CGTN Europe interviews Elena Sinel at London Tech Week 2026 on preparing young people for the AI era

Elena Sinel invited to interview with CGTN Europe at London Tech Week 2026

Teens in AI Founder & CEO discusses AI education, safety, and the global readiness gap

During London Tech Week 2026, Teens in AI Founder and CEO Elena Sinel joined CGTN Europe for a live interview exploring how young people can be supported to engage with artificial intelligence meaningfully, safely, and with confidence.

🎤 AI education, safety, and the global readiness gap
📅 Tuesday, 9 June 2026
⏰ 14:00-14:30
🏢 Olympia London

The conversation was hosted by journalist Emily Duchenne and the CGTN Europe digital team, recorded during one of the UK’s leading technology gatherings, London Tech Week (8–10 June 2026).

Key themes from the interview

The discussion focused on some of the most pressing questions around AI and education today, including:

➡️ How the UK is engaging the younger generation with AI
➡️ What AI adoption looks like across education systems
➡️ Whether safeguarding measures are keeping pace with AI misuse risks
➡️ Why AI literacy is essential for young people’s participation in shaping society
➡️ Whether AI education needs broader and more consistent global implementation

Elena Sinel shared insights from the work of Teens in AI, drawing on direct experience with young people across multiple countries and programmes.

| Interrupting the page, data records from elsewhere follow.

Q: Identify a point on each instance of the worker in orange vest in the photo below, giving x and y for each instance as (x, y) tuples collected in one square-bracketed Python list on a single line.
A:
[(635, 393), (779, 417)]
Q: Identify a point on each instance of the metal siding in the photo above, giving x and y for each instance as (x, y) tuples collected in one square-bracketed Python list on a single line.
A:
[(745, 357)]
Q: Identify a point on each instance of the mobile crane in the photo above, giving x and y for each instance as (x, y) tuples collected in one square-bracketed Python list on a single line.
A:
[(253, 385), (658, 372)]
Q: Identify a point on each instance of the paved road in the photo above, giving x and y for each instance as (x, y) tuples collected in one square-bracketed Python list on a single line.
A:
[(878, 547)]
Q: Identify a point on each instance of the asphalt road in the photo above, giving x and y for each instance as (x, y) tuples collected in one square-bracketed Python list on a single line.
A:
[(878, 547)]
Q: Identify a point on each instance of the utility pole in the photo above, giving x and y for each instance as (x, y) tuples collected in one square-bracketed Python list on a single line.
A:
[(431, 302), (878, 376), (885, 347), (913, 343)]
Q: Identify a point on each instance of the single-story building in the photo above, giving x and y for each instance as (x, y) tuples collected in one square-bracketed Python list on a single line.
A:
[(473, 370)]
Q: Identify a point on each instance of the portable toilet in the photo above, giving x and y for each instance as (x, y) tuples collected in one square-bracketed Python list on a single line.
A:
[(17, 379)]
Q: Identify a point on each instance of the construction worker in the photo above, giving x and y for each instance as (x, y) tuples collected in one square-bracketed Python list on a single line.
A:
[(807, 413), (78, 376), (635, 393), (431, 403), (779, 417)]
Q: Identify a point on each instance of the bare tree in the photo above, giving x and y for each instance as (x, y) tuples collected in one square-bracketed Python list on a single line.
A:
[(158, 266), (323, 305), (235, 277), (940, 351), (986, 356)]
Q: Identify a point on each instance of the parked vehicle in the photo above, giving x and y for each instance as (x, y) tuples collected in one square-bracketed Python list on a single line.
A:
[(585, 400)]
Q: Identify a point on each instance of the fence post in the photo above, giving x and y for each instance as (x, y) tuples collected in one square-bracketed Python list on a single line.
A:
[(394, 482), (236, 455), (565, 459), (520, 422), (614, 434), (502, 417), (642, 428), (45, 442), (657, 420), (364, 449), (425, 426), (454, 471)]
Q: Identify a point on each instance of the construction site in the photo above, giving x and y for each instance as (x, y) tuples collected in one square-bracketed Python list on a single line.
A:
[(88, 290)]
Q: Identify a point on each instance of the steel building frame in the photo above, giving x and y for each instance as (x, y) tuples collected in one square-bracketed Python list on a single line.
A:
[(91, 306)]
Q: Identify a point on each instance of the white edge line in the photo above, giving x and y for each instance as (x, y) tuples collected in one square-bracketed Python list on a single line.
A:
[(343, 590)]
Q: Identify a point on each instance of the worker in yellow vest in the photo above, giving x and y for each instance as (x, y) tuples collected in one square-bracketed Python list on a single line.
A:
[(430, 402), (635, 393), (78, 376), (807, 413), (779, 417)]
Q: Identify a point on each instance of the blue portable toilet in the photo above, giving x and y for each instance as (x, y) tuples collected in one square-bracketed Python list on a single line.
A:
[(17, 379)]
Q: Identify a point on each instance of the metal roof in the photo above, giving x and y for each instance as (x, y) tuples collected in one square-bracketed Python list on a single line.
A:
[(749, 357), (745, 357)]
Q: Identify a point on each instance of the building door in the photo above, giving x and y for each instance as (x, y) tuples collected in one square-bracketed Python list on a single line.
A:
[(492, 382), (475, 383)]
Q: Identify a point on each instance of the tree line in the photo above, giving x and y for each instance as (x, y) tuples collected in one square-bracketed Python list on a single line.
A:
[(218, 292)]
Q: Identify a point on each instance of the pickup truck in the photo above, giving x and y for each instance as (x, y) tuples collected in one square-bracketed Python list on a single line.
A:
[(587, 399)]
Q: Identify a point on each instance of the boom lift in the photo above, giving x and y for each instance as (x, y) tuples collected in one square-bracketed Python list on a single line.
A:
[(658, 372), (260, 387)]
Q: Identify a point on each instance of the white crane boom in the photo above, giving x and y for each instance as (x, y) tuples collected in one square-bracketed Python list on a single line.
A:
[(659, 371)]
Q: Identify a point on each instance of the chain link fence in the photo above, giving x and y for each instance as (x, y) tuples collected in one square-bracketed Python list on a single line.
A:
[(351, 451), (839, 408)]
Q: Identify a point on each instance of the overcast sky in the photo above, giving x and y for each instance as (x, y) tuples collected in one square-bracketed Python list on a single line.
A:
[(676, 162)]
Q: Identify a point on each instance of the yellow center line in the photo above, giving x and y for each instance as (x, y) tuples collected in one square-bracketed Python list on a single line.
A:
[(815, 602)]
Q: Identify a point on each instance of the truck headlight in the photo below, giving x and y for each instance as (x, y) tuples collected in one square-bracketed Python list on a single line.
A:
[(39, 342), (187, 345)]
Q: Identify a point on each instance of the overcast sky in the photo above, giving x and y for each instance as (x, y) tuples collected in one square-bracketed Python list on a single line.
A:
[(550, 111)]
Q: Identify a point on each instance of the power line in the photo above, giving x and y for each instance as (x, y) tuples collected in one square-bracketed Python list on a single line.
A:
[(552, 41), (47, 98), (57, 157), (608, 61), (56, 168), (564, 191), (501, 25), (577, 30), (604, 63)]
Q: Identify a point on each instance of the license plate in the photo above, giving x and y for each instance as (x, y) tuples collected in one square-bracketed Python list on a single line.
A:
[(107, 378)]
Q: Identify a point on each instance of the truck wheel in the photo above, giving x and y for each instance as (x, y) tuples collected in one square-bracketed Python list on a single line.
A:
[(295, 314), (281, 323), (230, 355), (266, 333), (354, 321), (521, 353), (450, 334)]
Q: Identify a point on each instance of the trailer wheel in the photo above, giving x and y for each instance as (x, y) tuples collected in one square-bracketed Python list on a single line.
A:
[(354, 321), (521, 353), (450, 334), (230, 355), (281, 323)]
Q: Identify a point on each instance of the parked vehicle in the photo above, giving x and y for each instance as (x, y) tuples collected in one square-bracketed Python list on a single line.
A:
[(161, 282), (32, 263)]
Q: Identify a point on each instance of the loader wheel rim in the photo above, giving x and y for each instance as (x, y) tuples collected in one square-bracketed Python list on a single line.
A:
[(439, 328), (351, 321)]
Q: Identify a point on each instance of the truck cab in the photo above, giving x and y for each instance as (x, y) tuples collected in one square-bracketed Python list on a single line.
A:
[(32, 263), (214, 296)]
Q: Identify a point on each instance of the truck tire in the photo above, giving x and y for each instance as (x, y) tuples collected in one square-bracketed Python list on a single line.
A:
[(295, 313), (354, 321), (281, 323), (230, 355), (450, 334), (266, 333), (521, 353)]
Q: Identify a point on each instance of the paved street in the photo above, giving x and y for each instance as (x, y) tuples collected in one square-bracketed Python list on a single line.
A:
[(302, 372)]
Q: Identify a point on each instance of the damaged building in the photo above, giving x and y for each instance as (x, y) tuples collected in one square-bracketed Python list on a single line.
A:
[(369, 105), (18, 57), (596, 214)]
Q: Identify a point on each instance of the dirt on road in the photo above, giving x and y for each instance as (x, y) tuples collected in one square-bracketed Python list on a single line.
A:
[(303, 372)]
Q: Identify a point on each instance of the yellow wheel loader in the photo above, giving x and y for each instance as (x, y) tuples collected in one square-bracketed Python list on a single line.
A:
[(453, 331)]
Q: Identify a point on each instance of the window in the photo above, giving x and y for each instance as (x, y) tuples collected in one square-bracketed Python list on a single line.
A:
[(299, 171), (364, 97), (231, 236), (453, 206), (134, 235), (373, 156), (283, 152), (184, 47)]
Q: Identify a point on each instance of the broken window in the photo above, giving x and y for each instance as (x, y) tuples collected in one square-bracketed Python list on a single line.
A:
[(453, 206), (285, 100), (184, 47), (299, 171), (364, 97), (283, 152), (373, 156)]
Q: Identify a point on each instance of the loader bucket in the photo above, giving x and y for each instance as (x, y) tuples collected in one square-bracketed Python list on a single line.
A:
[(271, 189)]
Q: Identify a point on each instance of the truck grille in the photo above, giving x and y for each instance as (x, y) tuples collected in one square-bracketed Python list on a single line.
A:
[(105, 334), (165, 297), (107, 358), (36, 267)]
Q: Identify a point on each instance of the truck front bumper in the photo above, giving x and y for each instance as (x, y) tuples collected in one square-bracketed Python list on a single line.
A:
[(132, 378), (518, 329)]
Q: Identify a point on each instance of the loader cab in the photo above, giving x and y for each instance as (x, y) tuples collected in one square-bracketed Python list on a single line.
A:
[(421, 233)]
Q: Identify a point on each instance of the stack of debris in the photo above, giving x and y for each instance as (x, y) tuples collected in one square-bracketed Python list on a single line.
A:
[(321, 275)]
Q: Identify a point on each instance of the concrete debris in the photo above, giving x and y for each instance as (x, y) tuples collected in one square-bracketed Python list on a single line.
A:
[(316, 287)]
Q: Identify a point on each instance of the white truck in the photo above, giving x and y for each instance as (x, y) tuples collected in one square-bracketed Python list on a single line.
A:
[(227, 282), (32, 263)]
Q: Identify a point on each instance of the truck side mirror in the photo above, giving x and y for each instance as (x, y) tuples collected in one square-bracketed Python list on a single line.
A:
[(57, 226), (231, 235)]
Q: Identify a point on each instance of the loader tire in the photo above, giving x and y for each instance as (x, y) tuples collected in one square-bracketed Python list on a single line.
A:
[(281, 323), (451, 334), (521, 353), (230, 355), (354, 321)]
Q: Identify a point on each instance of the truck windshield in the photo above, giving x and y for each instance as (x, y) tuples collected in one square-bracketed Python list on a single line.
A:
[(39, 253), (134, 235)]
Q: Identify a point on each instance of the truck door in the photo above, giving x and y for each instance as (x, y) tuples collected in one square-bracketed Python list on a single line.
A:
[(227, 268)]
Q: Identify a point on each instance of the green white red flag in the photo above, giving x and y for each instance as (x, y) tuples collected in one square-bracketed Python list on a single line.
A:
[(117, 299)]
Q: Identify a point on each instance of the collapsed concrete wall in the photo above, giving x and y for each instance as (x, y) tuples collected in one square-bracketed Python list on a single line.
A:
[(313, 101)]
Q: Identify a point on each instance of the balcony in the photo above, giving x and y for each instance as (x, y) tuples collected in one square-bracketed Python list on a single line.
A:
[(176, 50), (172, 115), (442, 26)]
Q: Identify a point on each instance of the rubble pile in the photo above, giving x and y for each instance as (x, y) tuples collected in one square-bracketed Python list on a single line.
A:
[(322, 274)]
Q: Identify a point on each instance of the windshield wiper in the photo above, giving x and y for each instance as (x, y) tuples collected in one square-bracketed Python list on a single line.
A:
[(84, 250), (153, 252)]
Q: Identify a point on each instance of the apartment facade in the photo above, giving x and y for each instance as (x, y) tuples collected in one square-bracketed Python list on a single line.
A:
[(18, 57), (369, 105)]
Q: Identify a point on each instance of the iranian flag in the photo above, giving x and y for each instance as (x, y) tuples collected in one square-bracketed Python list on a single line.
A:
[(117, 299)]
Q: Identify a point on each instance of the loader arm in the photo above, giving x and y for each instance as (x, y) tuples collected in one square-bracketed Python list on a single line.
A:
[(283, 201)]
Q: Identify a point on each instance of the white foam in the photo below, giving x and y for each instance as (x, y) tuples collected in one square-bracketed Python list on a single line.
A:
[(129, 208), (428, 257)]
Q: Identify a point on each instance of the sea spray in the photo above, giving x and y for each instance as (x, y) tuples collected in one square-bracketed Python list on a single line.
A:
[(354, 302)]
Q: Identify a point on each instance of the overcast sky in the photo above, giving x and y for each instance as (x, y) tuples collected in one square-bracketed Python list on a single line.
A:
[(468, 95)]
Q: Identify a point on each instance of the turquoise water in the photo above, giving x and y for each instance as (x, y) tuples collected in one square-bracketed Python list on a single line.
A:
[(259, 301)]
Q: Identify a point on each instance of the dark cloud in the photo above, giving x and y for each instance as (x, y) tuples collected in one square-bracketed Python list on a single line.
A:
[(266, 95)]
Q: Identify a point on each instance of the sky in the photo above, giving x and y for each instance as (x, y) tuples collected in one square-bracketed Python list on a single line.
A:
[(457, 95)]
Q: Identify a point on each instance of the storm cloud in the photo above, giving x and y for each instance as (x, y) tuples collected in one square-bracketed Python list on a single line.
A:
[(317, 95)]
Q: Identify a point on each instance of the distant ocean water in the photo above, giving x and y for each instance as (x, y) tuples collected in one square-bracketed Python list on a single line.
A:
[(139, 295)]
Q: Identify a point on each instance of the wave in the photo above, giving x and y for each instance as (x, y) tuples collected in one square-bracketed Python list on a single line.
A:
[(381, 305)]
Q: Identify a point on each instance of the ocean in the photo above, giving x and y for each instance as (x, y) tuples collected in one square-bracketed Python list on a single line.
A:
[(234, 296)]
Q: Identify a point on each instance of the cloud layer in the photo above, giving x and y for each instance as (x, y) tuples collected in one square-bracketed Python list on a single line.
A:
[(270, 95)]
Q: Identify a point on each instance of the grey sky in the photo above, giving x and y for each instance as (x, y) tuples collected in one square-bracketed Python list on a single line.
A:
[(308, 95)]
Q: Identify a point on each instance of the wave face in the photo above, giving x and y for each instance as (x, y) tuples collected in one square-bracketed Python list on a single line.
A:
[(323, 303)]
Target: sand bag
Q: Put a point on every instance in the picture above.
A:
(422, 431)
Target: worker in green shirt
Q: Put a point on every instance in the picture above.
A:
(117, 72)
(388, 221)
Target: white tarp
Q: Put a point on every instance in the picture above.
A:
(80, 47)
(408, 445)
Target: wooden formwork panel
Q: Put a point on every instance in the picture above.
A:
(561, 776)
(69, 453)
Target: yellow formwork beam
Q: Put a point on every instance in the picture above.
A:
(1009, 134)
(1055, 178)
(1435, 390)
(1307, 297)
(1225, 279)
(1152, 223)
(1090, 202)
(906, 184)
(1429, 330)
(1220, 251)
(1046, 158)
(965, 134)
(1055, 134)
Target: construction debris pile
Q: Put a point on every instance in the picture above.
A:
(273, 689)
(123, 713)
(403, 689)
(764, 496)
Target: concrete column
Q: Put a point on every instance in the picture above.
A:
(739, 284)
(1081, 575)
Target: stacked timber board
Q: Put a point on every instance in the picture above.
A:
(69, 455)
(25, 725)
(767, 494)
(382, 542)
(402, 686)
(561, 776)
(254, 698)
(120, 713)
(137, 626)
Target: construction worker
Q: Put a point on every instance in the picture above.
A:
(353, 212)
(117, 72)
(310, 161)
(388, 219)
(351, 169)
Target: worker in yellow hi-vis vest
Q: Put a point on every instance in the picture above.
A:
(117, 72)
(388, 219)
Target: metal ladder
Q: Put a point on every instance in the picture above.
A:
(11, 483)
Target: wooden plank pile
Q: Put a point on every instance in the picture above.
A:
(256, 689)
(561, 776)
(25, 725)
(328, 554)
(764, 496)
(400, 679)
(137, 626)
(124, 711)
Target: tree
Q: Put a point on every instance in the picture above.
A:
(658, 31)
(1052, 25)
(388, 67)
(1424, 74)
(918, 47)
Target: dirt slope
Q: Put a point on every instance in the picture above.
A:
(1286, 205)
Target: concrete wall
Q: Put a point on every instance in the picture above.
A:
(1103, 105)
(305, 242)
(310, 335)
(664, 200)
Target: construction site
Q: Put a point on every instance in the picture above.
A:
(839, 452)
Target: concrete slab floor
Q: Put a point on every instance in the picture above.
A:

Teens in AI’s White paper, The AI Readiness Gap Starts Early

➡️ The importance of early AI literacy and access.
➡️ Elena highlighted the growing gap between young people who have structured exposure to AI and those who do not, and how this disparity shapes confidence, opportunity, and participation in future-facing careers.
➡️ This aligns with Teens in AI’s wider research and advocacy work on AI education equity, including its white paper: 🔗 The AI Readiness Gap Starts Early

Youth engagement and global implications

The interview also explored how young people are already interacting with AI tools in informal ways, often without structured guidance, and what this means for education systems, policymakers, and industry leaders.

Elena emphasised both the opportunities and the gaps that still exist, particularly around access, understanding, and responsible use of AI technologies.